The strength of this study was the use of large sample size that helped to assess factors which are not found in the reviewed literature. But the limitation of the study is that prevalence of failure could be underestimated because the study uses data collected retrospectively in patient charts.
Conclusion
In this study, there was a high prevalence of first-line ART failure, that is, 21%. A baseline CD4 count <100 cells/mm3, interrupting first-line ART for some time and restarting the first-line ART, age of the patient 45–54 years, being male in sex and individuals with WHO stage 3 and 4 conditions at the initiation of ART were the main predictors of ART failure. Special focus should be given on building the capacity of health care providers working on ART clinics for early recognition and management of treatment failure.
Footnotes
Acknowledgements
First, we thank College of Health and Medical Sciences, Haramaya University for giving us the chance to conduct this study. We would also express our deepest gratitude to ART clinics of the two hospitals and all individuals and organizations that supported us in conducting this study.
Author contributions
R.F., K.T.R, B.G. and F.W. designed the study, participated in data collection, analysis, interpretation, and write-up, drafted the manuscript, and critically revised the manuscript.
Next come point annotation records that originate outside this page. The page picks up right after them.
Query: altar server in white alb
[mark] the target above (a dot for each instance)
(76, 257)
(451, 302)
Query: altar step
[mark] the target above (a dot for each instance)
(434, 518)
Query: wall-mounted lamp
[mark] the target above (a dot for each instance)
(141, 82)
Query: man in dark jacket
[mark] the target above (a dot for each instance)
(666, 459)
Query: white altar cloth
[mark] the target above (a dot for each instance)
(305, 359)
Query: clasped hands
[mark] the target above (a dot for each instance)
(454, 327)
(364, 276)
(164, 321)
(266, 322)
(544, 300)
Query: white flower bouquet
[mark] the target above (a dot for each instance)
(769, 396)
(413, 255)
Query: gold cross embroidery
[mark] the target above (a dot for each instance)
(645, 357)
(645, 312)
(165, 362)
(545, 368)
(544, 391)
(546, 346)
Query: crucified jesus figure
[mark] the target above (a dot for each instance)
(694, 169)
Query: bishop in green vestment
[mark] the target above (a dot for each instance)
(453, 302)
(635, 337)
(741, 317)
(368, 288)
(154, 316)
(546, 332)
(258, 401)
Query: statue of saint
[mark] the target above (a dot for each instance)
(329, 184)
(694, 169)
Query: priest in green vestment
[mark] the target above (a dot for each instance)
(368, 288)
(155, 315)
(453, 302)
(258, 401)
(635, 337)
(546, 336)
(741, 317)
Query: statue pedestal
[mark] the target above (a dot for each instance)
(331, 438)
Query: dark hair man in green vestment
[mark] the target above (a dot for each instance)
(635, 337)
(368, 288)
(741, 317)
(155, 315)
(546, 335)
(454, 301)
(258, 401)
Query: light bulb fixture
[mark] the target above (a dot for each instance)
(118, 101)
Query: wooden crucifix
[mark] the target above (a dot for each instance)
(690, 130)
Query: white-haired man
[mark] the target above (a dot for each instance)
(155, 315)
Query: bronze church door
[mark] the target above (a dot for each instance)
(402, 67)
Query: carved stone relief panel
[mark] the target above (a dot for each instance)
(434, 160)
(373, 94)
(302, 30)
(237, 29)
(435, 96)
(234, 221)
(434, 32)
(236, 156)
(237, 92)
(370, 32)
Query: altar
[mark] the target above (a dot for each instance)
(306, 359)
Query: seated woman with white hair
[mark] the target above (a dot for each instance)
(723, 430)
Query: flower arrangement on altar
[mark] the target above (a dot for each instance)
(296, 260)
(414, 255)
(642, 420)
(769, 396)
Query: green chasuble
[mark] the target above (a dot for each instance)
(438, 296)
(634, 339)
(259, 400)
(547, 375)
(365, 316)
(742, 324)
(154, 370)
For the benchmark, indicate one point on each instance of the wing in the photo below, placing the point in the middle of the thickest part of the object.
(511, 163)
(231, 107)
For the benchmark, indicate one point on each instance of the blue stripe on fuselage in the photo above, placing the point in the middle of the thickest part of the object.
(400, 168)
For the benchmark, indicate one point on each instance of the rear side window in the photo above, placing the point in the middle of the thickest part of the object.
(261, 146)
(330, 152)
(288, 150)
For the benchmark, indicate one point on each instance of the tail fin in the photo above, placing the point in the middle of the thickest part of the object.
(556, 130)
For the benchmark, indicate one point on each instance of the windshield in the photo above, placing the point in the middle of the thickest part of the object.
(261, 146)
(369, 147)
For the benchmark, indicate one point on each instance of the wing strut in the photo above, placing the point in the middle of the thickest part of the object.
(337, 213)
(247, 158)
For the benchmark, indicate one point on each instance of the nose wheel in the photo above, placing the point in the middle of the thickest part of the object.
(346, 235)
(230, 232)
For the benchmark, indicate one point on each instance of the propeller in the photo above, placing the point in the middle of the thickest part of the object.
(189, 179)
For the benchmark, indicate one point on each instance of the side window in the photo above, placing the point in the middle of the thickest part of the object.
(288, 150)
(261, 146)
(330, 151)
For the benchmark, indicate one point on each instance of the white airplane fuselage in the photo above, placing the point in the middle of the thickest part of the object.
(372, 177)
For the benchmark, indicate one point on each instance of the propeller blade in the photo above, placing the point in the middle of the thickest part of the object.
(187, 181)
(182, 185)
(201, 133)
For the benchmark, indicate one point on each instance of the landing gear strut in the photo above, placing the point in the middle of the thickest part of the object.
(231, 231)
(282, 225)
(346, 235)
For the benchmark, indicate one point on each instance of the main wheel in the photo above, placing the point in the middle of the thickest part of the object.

Availability of data and materials
All the necessary data supporting our findings are contained within the manuscript.
Declaration of conflicting interests
The author(s) declared no potential conflicts of interest with respect to the research, authorship, and/or publication of this article.
Ethical approval
This study was conducted after approval of ethical clearance from the Institutional Research Ethics Review Committee of Haramaya University with reference number C/AC/R/D/01884/18. An official support letter was given to Hiwot Fana Specialized University Hospital and Jugal Hospital. Institutional consent was obtained by communicating to Regional Health Bureau and respective hospitals before conducting the study. Finally informed consent from the client was waived by Haramaya University Institutional Review Ethics Committee.
Funding
The author(s) disclosed receipt of the following financial support for the research, authorship, and/or publication of this article: This study was funded by Haramaya University post-graduate directorate.
Informed consent
Institutional consent was obtained by communicating to Regional Health Bureau before conducting the study. Informed consent of the health facility medical directors was also obtained.